Email them again and ask them.


----------



## Old Rocker (Aug 20, 2015)

It took about a week from when I added my C 300 to my account with my BMW 3 series (not eligible for Select) before Uber sent me anything about driving Select. I haven't tried driving Select yet as I don't know if the higher fares will balance out with fewer pings.


----------



## JimS (Aug 18, 2015)

Can you set up Select like you would XL to where you can accept X or Select pings?


----------



## limepro (Mar 7, 2015)

Unfortunately if they took the same guidelines that recently changed for Miami they removed a bunch of vehicles, mainly entry level. Removing the 3 series, c class, infinity G, etc.

I can't find a definitive list for Tampa but here is the south Florida one.

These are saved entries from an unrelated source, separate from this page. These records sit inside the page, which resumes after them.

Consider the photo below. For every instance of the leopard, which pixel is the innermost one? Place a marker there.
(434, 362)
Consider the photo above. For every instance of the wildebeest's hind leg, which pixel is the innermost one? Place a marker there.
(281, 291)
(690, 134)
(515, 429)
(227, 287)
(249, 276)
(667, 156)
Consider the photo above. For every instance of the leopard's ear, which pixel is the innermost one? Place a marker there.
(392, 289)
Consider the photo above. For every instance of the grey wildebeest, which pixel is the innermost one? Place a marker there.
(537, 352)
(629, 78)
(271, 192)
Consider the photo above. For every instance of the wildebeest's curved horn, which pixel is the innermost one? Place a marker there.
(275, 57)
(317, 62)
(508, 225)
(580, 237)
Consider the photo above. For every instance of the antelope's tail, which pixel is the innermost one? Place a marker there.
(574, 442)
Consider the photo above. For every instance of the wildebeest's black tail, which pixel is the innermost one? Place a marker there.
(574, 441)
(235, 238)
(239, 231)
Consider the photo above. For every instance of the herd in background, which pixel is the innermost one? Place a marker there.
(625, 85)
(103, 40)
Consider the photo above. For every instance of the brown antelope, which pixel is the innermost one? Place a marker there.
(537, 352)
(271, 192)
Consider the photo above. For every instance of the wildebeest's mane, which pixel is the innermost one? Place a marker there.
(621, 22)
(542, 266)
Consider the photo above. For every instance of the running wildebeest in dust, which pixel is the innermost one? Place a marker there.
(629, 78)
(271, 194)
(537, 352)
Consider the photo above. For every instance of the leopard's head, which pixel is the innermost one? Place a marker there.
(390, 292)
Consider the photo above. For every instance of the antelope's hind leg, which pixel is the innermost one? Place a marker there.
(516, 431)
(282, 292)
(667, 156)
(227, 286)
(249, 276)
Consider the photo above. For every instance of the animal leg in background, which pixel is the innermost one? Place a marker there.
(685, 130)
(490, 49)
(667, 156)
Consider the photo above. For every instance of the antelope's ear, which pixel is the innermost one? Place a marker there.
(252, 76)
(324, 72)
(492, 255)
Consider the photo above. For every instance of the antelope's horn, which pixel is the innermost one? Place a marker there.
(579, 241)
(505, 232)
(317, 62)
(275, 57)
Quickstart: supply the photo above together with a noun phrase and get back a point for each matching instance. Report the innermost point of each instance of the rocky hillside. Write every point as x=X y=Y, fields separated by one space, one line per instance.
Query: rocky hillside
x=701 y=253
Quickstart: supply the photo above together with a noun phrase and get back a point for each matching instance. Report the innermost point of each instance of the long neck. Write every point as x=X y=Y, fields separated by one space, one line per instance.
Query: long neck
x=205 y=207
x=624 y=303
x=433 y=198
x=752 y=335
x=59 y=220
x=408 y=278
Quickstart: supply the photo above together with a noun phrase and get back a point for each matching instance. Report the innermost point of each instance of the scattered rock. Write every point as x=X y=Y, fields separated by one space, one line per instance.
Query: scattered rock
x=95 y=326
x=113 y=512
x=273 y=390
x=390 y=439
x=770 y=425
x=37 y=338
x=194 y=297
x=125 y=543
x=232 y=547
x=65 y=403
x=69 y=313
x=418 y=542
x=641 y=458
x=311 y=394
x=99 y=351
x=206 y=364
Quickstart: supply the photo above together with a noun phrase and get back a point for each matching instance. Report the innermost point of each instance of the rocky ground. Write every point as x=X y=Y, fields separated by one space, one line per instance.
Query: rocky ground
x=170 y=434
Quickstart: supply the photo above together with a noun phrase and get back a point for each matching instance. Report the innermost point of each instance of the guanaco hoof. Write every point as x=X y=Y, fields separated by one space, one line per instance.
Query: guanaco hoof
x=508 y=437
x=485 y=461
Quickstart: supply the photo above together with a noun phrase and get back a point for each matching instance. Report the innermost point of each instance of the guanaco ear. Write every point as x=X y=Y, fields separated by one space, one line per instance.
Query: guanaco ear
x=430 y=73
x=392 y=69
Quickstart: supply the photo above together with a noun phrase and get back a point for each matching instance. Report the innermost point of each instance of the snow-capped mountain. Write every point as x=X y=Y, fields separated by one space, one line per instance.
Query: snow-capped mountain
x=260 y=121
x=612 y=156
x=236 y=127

http://ubersouthflorida.com/vehicle-requirements/


----------



## Old Rocker (Aug 20, 2015)

Houston, FYI

http://www.driveuberhouston.com/uberselect/


----------



## rtaatl (Jul 3, 2014)

Uber is really full of themselves expecting people to drive these types of vehicles for $2/mile...don't see how a G series Infiniti doesn't make the list..crazy. Also doesn't Uber know Cadillac hasn't make a DTS or STS in a few years. Next thing you know they'll be asking for a 2012 or newer Hummer (that doesn't exist, lol).


----------



## Old Rocker (Aug 20, 2015)

Well, in Houston all Infinities qualify, but the BMW 3 series doesn't, which is arguably a nicer car than a G 35 or 37. More expensive at least.


----------



## itsablackmarket (May 12, 2015)

rtaatl said:


> Uber is really full of themselves expecting people to drive these types of vehicles for $2/mile...don't see how a G series Infiniti doesn't make the list..crazy. Also doesn't Uber know Cadillac hasn't make a DTS or STS in a few years. Next thing you know they'll be asking for a 2012 or newer Hummer (that doesn't exist, lol).


Yea they really don't know cars very well. Look at the 4-Series BMW. It says "2008 OR NEWER" when the 4 series first production year was 2014. I really have no ****ing clue what Uber employees are getting paid for. To socialize and feel important, I guess?


----------



## limepro (Mar 7, 2015)

Old Rocker said:


> Well, in Houston all Infinities qualify, but the BMW 3 series doesn't, which is arguably a nicer car than a G 35 or 37. More expensive at least.


I would take the g37 over the base 3 series and both start around the same price.

The one big problem with the 3 series and g cars are they come in both sedan and coupe and we know the people Uber hires aren't the brightest. They probably had a ton of 2 door bmws running around picking up select fares.


----------